Pod Mutations, Workload Autoscaler Annotations v2, and Custom Workload Support

Major Features and Improvements

Introducing Pod Mutations for Simplified Workload Configuration

Pod Mutations streamlines the onboarding and configuration process for Kubernetes workloads. This new feature automates pod setup by offering predefined configurations for labels, tolerations, and topology settings based on Node Templates and other platform features.

Key capabilities include:

Label-based workload selection and configuration
Direct integration with Node Templates and Evictor settings
Support for custom node selectors

The feature benefits organizations managing complex environments by reducing configuration complexity and enabling more efficient resource utilization. It is available in both the console UI and through infrastructure as code.

Head to our docs to learn more.

Reworked Workload Autoscaler Annotations

The Workload Autoscaler now features a simplified annotation structure, consolidating all configuration options under a single workloads.cast.ai/configuration key. This new format:

Combines vertical and horizontal scaling settings in one clear structure
Removes dependency on explicit autoscaling flags
Supports more flexible policy overrides

While the previous annotation format remains supported, new features will be developed exclusively for the new structure. For migration guidance, refer to our updated documentation.

Custom Workload Autoscaling

The Workload Autoscaler now supports custom and programmatically created workloads through label-based selection. This enhancement enables autoscaling for:

Bare pods and programmatically created pods
Jobs without parent controllers
Custom controller workloads

Workloads tagged with the workloads.cast.ai/custom-workload label in their pod template specification can now receive resource recommendations and participate in autoscaling. See guidance in our documentation.

Cloud Provider Integrations

Enhanced Spot Instance Availability Map

The spot instance availability map now includes GPU-specific data points, offering better visibility into GPU instance availability across cloud providers.

EKS: Support for Prefix Delegation

Native support was added for EKS prefix delegation. When this feature is enabled, the autoscaler now handles subnet calculations, ensuring accurate node provisioning within available subnet space. See our documentation for more information.

EKS: IPv6 Support Added

Extended EKS node configuration to support IPv6.

GCP: Updated C4A Instance Specifications

Updated instance metadata for Google Cloud's C4A machine type series to include accurate CPU architectures, manufacturers, and supported disk configurations.

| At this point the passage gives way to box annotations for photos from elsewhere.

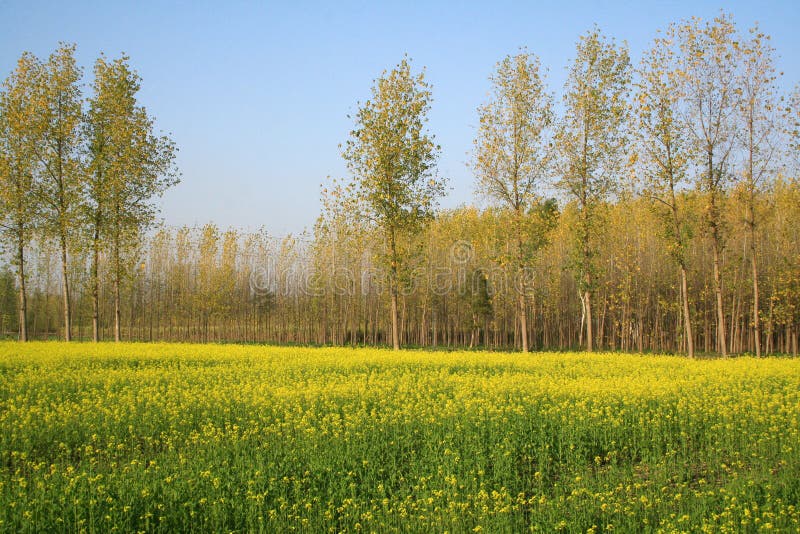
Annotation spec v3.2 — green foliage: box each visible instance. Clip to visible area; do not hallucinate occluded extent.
[343,58,444,239]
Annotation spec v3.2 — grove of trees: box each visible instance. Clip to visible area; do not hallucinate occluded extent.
[0,14,800,356]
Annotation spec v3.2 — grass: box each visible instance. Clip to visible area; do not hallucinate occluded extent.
[0,342,800,532]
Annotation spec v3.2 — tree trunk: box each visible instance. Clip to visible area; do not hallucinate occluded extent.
[583,288,594,352]
[681,265,694,358]
[518,286,528,353]
[92,227,100,343]
[60,232,72,341]
[389,228,400,350]
[750,224,761,358]
[17,236,28,342]
[114,245,122,343]
[712,237,728,358]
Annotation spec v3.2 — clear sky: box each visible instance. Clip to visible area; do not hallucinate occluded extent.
[0,0,800,235]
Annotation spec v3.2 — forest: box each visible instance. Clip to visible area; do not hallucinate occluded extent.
[0,14,800,356]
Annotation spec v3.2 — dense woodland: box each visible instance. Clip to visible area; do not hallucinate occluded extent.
[0,15,800,355]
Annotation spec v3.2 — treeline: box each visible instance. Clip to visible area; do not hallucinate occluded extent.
[0,181,800,353]
[0,44,177,341]
[0,14,800,356]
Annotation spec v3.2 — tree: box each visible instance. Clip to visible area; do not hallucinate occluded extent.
[83,55,177,341]
[36,44,83,341]
[634,27,694,358]
[556,28,631,352]
[0,52,41,341]
[343,58,444,350]
[474,52,553,352]
[737,25,779,357]
[676,15,738,356]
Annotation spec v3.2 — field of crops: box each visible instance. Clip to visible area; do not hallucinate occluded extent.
[0,342,800,532]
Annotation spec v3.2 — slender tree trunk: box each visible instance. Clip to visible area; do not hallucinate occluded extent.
[519,292,528,352]
[92,226,100,343]
[712,236,728,358]
[389,228,400,350]
[114,243,122,343]
[707,150,728,357]
[60,231,72,341]
[583,286,594,352]
[750,223,761,358]
[681,263,694,358]
[17,239,28,342]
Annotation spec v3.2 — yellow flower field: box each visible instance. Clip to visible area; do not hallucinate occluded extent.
[0,342,800,532]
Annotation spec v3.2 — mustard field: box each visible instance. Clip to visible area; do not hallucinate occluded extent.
[0,342,800,532]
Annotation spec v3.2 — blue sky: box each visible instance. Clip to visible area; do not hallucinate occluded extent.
[0,0,800,235]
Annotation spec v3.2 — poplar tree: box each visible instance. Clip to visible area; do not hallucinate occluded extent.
[35,44,83,341]
[555,28,631,352]
[676,15,738,356]
[343,58,444,350]
[83,55,177,341]
[737,25,779,357]
[0,52,41,341]
[634,27,694,358]
[474,52,553,352]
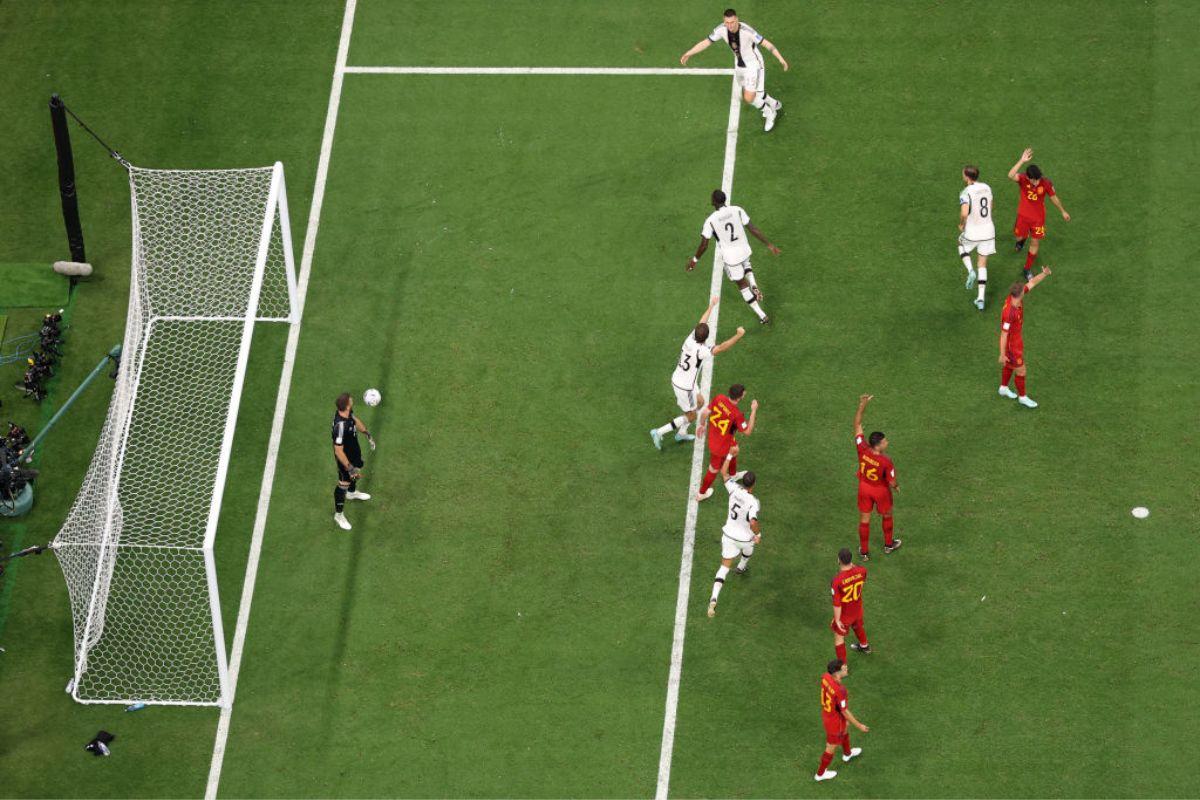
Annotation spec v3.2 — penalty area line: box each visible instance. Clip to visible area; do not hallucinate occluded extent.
[204,0,358,800]
[654,74,742,800]
[342,67,733,77]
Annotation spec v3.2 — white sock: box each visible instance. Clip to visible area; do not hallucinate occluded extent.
[713,564,730,603]
[959,245,971,272]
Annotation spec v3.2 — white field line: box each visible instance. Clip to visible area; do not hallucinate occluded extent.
[343,67,733,76]
[654,80,742,800]
[204,0,356,800]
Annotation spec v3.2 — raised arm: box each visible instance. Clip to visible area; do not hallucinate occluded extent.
[679,38,713,66]
[713,325,746,355]
[758,38,787,72]
[1008,148,1033,181]
[854,395,875,437]
[688,236,708,272]
[746,222,779,255]
[742,401,758,437]
[1050,194,1070,222]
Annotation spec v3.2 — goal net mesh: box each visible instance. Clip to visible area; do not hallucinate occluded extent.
[54,166,295,705]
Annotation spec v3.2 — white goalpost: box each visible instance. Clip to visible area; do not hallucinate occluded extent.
[53,163,298,705]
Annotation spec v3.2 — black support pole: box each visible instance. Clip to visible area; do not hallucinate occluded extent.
[50,95,88,261]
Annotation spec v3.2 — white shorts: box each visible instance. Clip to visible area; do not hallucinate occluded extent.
[733,66,767,95]
[721,534,754,559]
[671,384,696,411]
[725,258,754,282]
[959,236,996,255]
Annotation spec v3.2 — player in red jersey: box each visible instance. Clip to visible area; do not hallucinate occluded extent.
[854,395,904,561]
[829,547,871,661]
[696,384,758,500]
[812,658,870,781]
[998,266,1050,408]
[1008,148,1070,281]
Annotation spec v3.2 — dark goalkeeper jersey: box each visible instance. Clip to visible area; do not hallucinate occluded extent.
[332,411,362,464]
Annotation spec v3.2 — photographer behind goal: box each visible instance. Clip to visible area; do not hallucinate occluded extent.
[334,393,374,530]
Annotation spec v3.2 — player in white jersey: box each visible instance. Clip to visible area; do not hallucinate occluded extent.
[708,445,762,616]
[650,297,746,450]
[679,8,787,131]
[959,164,996,311]
[688,190,780,325]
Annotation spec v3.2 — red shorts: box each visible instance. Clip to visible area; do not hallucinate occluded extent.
[1013,217,1046,239]
[858,481,892,513]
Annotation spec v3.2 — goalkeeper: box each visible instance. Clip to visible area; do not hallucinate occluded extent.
[334,395,374,530]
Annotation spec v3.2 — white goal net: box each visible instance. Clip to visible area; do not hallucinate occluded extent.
[53,163,295,705]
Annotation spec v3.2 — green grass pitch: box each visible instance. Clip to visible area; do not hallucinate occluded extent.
[0,0,1200,798]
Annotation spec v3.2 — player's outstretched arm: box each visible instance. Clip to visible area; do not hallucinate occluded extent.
[841,708,870,733]
[742,401,758,437]
[1008,148,1033,181]
[746,222,780,255]
[854,393,873,437]
[713,325,746,355]
[679,38,713,66]
[688,236,708,272]
[758,38,788,72]
[1050,194,1070,222]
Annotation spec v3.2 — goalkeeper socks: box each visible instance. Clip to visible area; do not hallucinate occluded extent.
[713,564,730,603]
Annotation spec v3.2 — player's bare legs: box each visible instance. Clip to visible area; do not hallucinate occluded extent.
[650,393,704,450]
[736,277,770,325]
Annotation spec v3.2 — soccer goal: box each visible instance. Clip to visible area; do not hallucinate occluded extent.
[53,163,298,705]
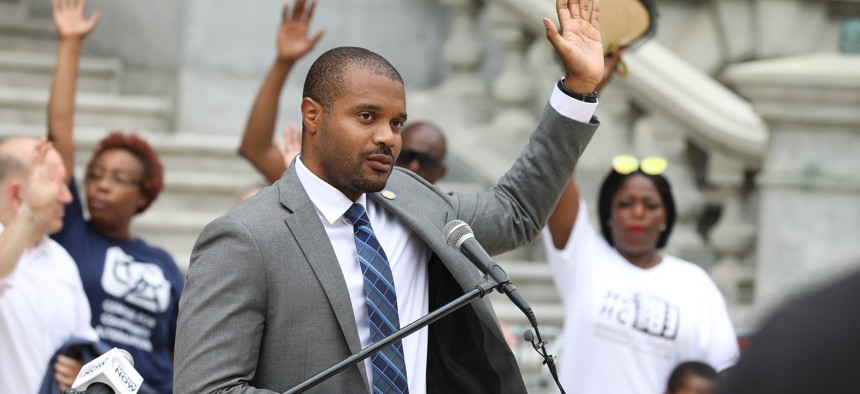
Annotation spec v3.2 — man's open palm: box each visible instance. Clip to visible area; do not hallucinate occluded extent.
[544,0,603,93]
[52,0,101,38]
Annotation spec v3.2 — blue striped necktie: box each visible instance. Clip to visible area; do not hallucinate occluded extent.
[343,203,409,394]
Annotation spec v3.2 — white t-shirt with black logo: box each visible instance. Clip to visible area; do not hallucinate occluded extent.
[543,200,739,394]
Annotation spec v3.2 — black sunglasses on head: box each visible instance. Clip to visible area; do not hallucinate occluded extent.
[395,149,442,171]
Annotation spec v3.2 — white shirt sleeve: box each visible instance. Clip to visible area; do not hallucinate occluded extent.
[549,85,600,123]
[701,275,740,372]
[542,195,600,301]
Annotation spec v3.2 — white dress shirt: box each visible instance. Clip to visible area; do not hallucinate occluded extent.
[0,224,98,394]
[295,87,597,394]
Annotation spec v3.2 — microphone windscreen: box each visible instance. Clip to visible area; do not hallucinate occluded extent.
[443,220,472,249]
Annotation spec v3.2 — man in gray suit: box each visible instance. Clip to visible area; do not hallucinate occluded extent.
[174,0,603,394]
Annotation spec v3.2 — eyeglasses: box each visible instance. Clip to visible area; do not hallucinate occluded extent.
[86,171,141,186]
[394,149,442,171]
[612,155,669,175]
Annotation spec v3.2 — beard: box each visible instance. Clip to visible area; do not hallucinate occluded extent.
[320,117,394,194]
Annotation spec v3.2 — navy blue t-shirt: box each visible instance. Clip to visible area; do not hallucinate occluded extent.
[51,179,184,393]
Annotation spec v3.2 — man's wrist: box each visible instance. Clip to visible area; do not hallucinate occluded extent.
[558,78,597,103]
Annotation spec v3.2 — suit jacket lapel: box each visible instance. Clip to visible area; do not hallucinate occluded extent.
[278,166,367,383]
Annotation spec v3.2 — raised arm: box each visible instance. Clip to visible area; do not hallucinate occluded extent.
[0,141,66,278]
[48,0,100,183]
[546,178,579,249]
[239,0,323,182]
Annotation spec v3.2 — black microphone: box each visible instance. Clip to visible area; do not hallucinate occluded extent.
[443,220,537,326]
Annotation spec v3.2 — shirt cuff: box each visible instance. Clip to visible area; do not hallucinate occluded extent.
[549,86,600,123]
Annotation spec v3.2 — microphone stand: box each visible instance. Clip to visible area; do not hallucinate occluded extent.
[286,280,497,394]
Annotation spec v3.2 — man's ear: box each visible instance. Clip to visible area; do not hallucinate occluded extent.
[301,97,323,134]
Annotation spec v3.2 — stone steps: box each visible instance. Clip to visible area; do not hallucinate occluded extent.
[0,123,262,269]
[0,87,173,130]
[0,49,123,93]
[0,13,57,53]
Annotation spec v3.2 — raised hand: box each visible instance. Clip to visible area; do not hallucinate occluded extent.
[275,123,302,168]
[278,0,324,62]
[22,140,65,220]
[51,0,101,38]
[543,0,603,94]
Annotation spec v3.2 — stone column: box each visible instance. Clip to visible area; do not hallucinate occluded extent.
[726,55,860,316]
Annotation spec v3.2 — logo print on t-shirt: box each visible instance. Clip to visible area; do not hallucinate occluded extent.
[102,246,171,313]
[600,290,680,339]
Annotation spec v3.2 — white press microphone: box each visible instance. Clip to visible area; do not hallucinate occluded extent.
[72,348,143,394]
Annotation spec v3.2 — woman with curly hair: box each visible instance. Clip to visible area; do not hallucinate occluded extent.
[48,0,183,393]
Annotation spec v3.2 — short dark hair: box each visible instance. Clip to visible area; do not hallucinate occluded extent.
[667,361,720,393]
[597,170,675,249]
[302,47,403,111]
[87,131,164,213]
[400,120,448,159]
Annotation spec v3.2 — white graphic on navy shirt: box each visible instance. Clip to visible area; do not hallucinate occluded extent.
[102,246,171,313]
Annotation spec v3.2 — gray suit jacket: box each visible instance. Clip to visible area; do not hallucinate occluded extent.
[174,106,597,394]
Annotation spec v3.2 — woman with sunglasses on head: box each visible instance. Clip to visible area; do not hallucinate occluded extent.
[48,0,183,393]
[544,156,738,394]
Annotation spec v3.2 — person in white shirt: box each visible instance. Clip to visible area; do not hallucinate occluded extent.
[0,137,98,393]
[544,155,739,394]
[174,0,603,394]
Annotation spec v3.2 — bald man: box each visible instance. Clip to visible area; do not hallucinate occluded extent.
[0,137,98,393]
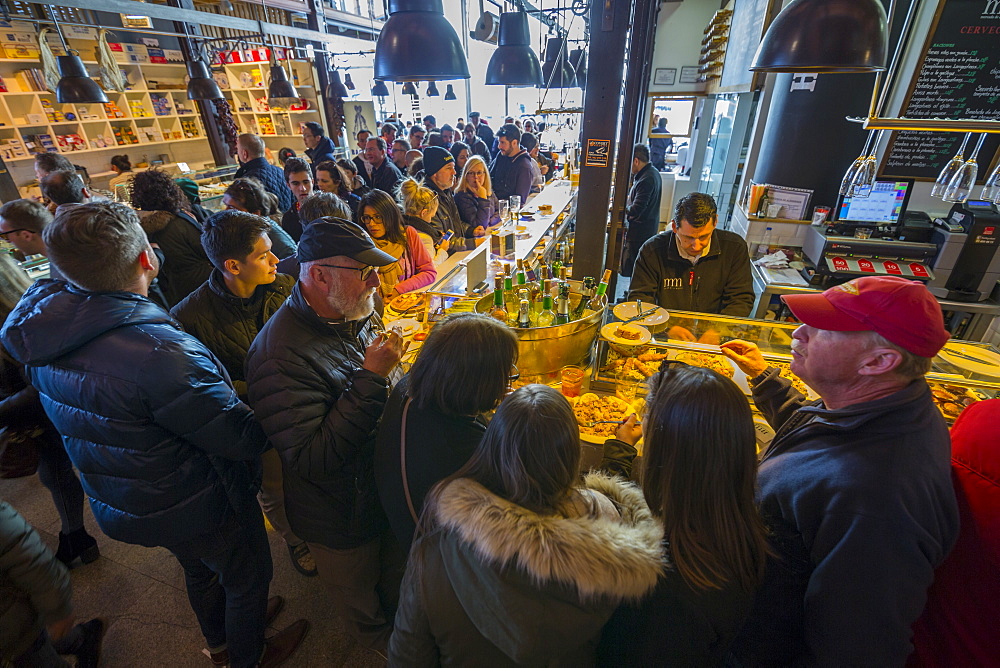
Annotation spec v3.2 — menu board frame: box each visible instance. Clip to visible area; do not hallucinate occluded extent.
[878,0,1000,184]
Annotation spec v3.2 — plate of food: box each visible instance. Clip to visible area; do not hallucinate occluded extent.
[601,322,653,346]
[389,292,425,313]
[567,392,635,444]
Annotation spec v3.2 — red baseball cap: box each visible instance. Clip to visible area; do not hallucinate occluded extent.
[781,276,949,357]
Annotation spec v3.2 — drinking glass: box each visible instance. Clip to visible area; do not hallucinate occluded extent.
[979,163,1000,203]
[941,132,986,202]
[931,132,972,197]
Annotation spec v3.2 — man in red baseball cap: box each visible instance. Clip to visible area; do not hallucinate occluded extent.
[722,277,958,665]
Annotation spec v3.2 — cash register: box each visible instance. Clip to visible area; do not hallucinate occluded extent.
[802,180,938,287]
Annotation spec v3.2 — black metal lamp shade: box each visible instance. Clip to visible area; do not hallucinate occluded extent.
[56,54,108,104]
[188,60,223,100]
[750,0,889,73]
[486,12,542,86]
[569,49,587,88]
[542,37,576,88]
[267,65,299,104]
[327,70,350,97]
[375,0,469,81]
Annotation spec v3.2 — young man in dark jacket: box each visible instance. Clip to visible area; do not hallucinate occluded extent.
[247,218,405,651]
[722,276,959,666]
[628,192,754,341]
[235,133,293,211]
[490,123,534,204]
[619,144,662,276]
[0,202,307,666]
[170,210,316,576]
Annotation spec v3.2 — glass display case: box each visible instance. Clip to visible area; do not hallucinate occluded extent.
[591,302,1000,424]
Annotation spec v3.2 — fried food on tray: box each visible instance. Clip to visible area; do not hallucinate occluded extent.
[570,392,631,438]
[674,352,735,378]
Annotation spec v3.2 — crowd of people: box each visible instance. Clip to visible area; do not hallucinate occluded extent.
[0,114,1000,667]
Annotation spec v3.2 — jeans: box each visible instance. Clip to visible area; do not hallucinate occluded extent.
[38,428,83,533]
[174,511,271,668]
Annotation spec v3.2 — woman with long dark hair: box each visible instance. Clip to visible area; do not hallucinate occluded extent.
[375,313,517,551]
[357,189,437,303]
[600,364,767,666]
[132,169,212,309]
[389,385,663,666]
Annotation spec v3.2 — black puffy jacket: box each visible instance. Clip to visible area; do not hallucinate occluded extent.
[247,284,389,549]
[0,281,267,547]
[170,269,295,398]
[139,211,212,306]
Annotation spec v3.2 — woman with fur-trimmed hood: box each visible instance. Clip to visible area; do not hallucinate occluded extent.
[389,385,663,667]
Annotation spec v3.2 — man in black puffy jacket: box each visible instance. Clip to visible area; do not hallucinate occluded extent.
[247,218,404,651]
[0,202,307,666]
[170,209,316,576]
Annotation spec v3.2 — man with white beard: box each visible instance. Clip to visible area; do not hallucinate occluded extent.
[247,217,406,653]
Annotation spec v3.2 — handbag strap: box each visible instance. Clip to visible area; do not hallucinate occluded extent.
[399,397,420,524]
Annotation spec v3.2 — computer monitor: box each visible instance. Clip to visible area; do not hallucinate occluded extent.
[836,179,913,225]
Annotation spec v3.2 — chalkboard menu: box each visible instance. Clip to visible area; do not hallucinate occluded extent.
[881,0,1000,182]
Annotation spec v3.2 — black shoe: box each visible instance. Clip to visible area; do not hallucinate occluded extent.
[56,527,101,568]
[288,543,317,578]
[76,618,104,668]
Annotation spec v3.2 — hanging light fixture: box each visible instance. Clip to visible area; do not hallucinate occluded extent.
[750,0,889,73]
[375,0,469,81]
[188,59,223,100]
[326,70,353,98]
[486,12,542,86]
[569,49,587,88]
[56,51,108,104]
[267,60,299,107]
[542,37,576,88]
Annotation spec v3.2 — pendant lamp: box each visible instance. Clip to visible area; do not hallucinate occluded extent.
[188,60,223,100]
[267,63,299,107]
[56,51,108,104]
[326,70,350,98]
[750,0,889,73]
[486,12,542,86]
[375,0,469,81]
[569,49,587,88]
[540,37,576,88]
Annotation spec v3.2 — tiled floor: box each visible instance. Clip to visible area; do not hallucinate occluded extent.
[0,476,385,668]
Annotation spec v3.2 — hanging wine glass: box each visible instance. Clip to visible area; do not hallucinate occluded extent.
[931,132,972,197]
[840,130,875,197]
[941,132,986,202]
[979,162,1000,203]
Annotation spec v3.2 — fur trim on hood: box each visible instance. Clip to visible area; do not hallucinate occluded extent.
[436,473,664,599]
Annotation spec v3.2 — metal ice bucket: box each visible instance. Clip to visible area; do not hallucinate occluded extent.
[476,281,607,377]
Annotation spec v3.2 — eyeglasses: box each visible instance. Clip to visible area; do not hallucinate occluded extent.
[318,264,375,281]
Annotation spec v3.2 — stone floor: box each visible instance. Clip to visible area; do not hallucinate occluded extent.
[0,476,385,668]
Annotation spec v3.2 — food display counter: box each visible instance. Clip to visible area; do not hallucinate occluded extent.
[591,302,1000,424]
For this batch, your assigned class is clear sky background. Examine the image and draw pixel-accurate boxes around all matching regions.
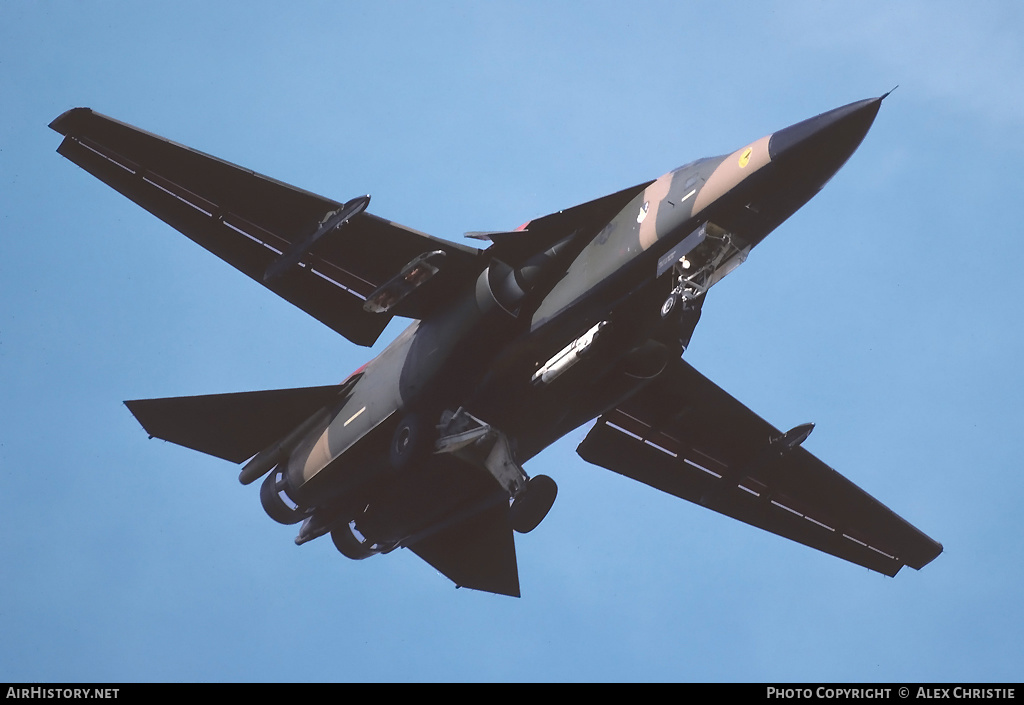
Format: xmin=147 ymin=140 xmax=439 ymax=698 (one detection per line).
xmin=0 ymin=0 xmax=1024 ymax=682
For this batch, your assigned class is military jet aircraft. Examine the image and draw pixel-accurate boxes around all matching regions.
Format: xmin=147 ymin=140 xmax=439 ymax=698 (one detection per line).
xmin=50 ymin=95 xmax=942 ymax=596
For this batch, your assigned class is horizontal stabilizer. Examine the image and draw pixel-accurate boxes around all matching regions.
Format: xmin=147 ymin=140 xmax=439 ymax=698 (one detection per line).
xmin=125 ymin=384 xmax=346 ymax=463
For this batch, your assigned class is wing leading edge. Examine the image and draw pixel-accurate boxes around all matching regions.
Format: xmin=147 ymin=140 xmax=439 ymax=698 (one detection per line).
xmin=577 ymin=360 xmax=942 ymax=576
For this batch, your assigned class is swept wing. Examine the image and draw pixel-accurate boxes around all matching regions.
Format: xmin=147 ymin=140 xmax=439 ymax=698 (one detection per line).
xmin=50 ymin=108 xmax=479 ymax=345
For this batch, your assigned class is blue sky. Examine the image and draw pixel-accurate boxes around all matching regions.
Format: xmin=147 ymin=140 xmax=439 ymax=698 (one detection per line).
xmin=0 ymin=0 xmax=1024 ymax=682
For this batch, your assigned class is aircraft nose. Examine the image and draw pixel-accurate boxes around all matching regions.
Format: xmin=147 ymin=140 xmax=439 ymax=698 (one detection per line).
xmin=768 ymin=96 xmax=891 ymax=185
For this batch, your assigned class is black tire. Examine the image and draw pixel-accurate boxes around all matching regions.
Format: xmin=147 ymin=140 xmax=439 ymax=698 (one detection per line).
xmin=331 ymin=524 xmax=379 ymax=561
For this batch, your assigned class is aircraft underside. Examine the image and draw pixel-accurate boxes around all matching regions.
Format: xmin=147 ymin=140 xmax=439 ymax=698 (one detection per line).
xmin=50 ymin=96 xmax=942 ymax=595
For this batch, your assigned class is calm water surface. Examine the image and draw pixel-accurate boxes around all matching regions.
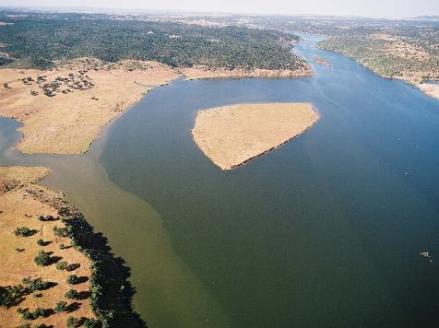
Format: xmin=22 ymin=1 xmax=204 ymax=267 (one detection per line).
xmin=0 ymin=39 xmax=439 ymax=327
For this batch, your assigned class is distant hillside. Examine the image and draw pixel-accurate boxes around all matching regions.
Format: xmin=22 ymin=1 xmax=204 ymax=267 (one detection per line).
xmin=412 ymin=16 xmax=439 ymax=22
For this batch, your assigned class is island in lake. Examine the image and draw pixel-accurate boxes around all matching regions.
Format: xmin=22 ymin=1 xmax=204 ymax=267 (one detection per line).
xmin=192 ymin=103 xmax=319 ymax=170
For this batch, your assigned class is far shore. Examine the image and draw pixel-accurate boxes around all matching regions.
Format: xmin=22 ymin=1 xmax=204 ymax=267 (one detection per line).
xmin=192 ymin=103 xmax=319 ymax=170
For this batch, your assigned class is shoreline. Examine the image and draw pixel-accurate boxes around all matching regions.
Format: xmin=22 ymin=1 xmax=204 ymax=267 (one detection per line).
xmin=0 ymin=58 xmax=313 ymax=155
xmin=319 ymin=47 xmax=439 ymax=101
xmin=0 ymin=166 xmax=146 ymax=327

GCP: Load Balancer Configuration Support

Added load balancer configuration options for GCP nodes through API and Terraform. The feature enables direct management of load balancer associations when provisioning GCP nodes.

Check out the updated endpoint or visit our Terraform module docs.

AKS: Support for Multiple Subnet Prefixes

Extended subnet management for AKS clusters to support multiple IPv4 address prefixes within a single subnet. The autoscaler now properly recognizes and utilizes subnets configured with multiple prefixes, enabling more flexible network address management.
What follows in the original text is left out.